More than 50 years on, Sesame Street still remains one of if not the most popular educational programs for preschoolers. Even your parents probably watched it when they were kids. Despite how long the show has been going, it is far from being irrelevant. In fact, there are plenty of reasons why you should encourage your own children to watch this show above other programs.


The educational content has been proven to be beneficial towards academic performance.

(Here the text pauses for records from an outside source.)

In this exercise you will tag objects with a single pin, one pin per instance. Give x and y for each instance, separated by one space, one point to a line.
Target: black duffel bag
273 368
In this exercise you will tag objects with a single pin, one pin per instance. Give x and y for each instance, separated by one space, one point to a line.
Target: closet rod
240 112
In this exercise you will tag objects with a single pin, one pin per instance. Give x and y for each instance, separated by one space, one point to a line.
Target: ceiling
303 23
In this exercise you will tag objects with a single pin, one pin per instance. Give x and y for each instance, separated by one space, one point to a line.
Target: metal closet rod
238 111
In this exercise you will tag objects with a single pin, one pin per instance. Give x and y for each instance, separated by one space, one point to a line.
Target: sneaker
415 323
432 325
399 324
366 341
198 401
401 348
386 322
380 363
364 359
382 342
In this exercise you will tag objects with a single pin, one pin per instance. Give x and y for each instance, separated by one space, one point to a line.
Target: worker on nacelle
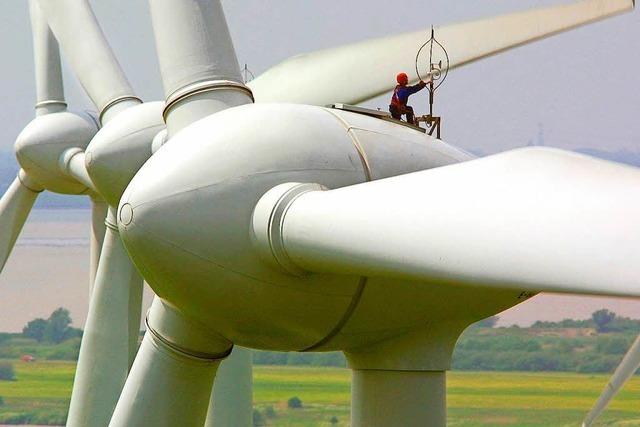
401 94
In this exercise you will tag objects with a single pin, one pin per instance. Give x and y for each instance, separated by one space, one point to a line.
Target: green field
41 394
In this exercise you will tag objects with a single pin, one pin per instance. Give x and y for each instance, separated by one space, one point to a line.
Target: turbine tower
310 223
297 227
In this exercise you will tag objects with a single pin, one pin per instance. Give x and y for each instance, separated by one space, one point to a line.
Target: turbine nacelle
121 147
42 144
186 220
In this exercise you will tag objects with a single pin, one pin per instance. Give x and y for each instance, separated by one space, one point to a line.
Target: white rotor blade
15 206
105 351
535 219
85 46
629 365
49 86
361 71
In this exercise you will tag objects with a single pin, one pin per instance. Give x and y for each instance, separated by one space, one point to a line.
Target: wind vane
437 71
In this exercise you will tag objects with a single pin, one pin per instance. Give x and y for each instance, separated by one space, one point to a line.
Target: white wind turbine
207 86
623 373
106 165
239 253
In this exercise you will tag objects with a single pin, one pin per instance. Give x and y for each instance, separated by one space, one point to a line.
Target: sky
579 88
575 90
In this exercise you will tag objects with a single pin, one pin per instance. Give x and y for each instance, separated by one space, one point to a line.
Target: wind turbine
272 236
623 373
107 164
115 175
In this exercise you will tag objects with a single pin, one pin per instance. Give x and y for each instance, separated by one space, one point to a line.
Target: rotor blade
105 351
85 46
49 86
15 206
629 365
357 72
535 218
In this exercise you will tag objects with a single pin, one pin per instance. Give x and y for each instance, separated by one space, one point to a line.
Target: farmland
42 390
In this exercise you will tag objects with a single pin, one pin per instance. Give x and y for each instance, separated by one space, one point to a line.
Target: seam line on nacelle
356 144
355 301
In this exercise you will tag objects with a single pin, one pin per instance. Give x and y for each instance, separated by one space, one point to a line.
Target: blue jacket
401 93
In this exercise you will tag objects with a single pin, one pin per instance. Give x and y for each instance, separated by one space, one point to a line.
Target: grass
475 399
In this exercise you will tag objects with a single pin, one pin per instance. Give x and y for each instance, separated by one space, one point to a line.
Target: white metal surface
96 237
104 359
394 398
15 206
538 219
623 373
197 60
354 73
231 403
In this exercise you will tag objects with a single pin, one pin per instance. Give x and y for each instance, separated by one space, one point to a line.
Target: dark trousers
397 112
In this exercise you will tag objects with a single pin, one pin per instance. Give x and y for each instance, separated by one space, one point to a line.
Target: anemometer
437 70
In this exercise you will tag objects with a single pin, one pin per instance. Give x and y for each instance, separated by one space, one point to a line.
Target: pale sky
581 86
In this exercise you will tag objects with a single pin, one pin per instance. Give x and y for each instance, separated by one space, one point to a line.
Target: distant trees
602 319
258 419
55 329
35 329
294 403
489 322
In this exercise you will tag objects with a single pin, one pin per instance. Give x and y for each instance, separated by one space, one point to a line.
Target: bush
294 403
269 412
612 345
6 372
258 419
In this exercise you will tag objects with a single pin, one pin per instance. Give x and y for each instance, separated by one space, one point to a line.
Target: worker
401 94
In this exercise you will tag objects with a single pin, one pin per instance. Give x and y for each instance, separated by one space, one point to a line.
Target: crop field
40 395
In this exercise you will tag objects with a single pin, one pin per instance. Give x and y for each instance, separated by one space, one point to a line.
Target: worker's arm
416 88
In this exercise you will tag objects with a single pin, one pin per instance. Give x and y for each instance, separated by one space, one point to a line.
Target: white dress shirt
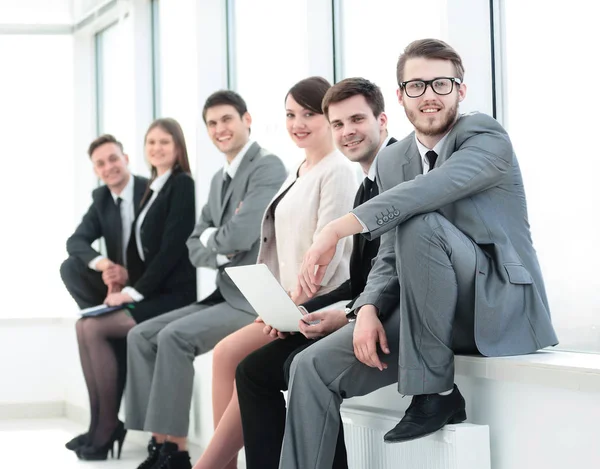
231 169
127 217
155 187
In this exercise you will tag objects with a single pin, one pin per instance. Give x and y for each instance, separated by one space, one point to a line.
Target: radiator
462 446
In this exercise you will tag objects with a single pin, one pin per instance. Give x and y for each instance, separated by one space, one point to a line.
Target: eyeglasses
440 85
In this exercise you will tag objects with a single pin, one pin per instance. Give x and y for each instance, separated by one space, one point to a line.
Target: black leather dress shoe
171 458
426 414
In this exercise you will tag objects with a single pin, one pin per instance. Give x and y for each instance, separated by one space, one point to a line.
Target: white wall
32 12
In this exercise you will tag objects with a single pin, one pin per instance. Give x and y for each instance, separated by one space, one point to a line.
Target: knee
135 339
418 226
247 369
79 327
224 353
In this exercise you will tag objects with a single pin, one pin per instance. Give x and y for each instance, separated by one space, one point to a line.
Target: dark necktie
431 158
226 182
370 190
119 228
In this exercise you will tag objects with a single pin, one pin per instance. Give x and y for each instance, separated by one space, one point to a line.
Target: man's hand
104 264
299 296
367 332
329 321
115 288
116 299
115 274
320 254
271 331
316 260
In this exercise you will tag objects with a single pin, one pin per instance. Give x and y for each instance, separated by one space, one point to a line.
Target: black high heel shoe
78 442
91 453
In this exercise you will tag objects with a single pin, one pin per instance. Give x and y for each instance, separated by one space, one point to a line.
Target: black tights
98 354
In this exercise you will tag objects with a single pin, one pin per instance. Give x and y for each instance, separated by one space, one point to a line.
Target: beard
428 128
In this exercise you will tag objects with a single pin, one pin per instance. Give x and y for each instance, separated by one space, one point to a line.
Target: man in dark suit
456 271
355 110
161 351
89 275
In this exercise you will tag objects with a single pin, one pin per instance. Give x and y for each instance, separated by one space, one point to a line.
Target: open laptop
266 295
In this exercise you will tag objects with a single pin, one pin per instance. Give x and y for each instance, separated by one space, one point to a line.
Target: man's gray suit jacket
237 219
477 186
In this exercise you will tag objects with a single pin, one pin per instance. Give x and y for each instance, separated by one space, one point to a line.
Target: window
36 118
370 40
268 58
553 125
115 88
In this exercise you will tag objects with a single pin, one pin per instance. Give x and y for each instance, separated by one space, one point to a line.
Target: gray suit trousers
160 359
321 376
436 265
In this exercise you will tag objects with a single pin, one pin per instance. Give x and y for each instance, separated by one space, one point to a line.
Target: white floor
31 444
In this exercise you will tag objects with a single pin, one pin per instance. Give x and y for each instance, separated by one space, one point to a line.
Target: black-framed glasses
440 85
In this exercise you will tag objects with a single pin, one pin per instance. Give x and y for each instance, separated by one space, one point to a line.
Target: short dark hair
429 49
309 93
352 87
106 138
222 97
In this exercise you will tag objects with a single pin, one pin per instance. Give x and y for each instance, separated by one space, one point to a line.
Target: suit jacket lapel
139 188
411 166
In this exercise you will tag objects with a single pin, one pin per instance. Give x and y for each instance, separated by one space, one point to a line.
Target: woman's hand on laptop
327 321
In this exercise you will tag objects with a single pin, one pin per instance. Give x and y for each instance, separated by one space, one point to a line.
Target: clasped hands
115 277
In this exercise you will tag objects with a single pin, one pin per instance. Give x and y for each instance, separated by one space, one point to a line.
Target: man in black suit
355 110
88 275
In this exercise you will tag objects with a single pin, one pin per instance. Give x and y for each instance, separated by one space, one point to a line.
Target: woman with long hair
321 188
158 278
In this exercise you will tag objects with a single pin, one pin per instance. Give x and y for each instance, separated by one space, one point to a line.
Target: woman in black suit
159 278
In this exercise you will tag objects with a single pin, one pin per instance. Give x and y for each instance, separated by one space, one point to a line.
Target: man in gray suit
161 351
456 270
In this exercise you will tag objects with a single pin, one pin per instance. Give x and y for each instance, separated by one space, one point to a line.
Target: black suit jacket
164 231
98 223
361 260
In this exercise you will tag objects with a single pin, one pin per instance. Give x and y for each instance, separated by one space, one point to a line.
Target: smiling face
227 129
357 133
160 149
306 128
431 114
110 165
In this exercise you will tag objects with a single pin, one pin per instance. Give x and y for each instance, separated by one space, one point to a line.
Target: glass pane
553 132
370 44
37 190
268 61
115 69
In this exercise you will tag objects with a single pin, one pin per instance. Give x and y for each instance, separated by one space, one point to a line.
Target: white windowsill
559 369
573 371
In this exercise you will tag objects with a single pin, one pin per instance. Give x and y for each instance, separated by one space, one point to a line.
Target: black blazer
97 223
361 260
164 231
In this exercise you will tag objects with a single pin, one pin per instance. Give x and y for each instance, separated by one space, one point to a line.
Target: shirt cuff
365 229
133 293
222 260
206 234
93 264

A 2001 study conducted by Daniel R. Anderson came to the following conclusion based on research: 

“They found, among other things, that children aged 3 to 5 who watched Sesame Street had larger vocabularies in high school than those who watched other television programming, or even no television at all. The effect could not be explained by gender, family size, or parents’ education. Preschoolers from lower income neighborhoods, in particular, who watched Sesame Street were more prepared for school than their peers who did not watch Sesame Street.”


The show teaches emotional development.

Not only does Sesame Street help children succeed better in the classroom, but it also teaches the importance of emotional intelligence and how to use it in one’s everyday life. Kids can also watch short online videos conveniently available online on certain emotional topics to help them learn to cope. This includes temporary situations such as dealing with a brief illness to more serious topics such as divorce.


It supports acceptance and neurodiversity.

Sesame Street promotes a message of acceptance and belonging for all different types of children. Not only are people of all ethnicities featured on the show, but it has also produced episodes that combat racism. The most well-known example is an episode from the 1990s where Gina is frowned down upon for being friends with an African-American man.  The other Muppets sing a song about how you can be friends with anyone regardless of their appearance. At this age, children are influenced and often copy what they see on television, so watching content such as this will allow them to have a more open mind.

In 2015, a new character named Julia was introduced to the cast. The 4-year-old Muppet is friends with Elmo and she is also on the autism spectrum. The character was created to represent neurodivergent children to not only help children with autism feel more “seen” in media, but also for neurotypical children to better understand some of their peers.


They address difficult life topics in an age-appropriate manner.

In December of 1983, Will Lee, who played Harold Hooper on the show, passed away. The producers of Sesame Street were unsure how to handle the situation and considered dropping the Mr. Hooper character all together without explanation. However, the crew consulted child psychologists, who believed that Mr. Hooper’s death needed to be addressed to the audience. In the episode Farewell, Mr. Hooper, Big Bird must learn that people do not “come back” when they die and chooses to honor the memory of his good friend.

In another episode, Abby discusses her parents’ divorce and how she has two separate homes. Although they are no longer married, they are still her parents no matter what.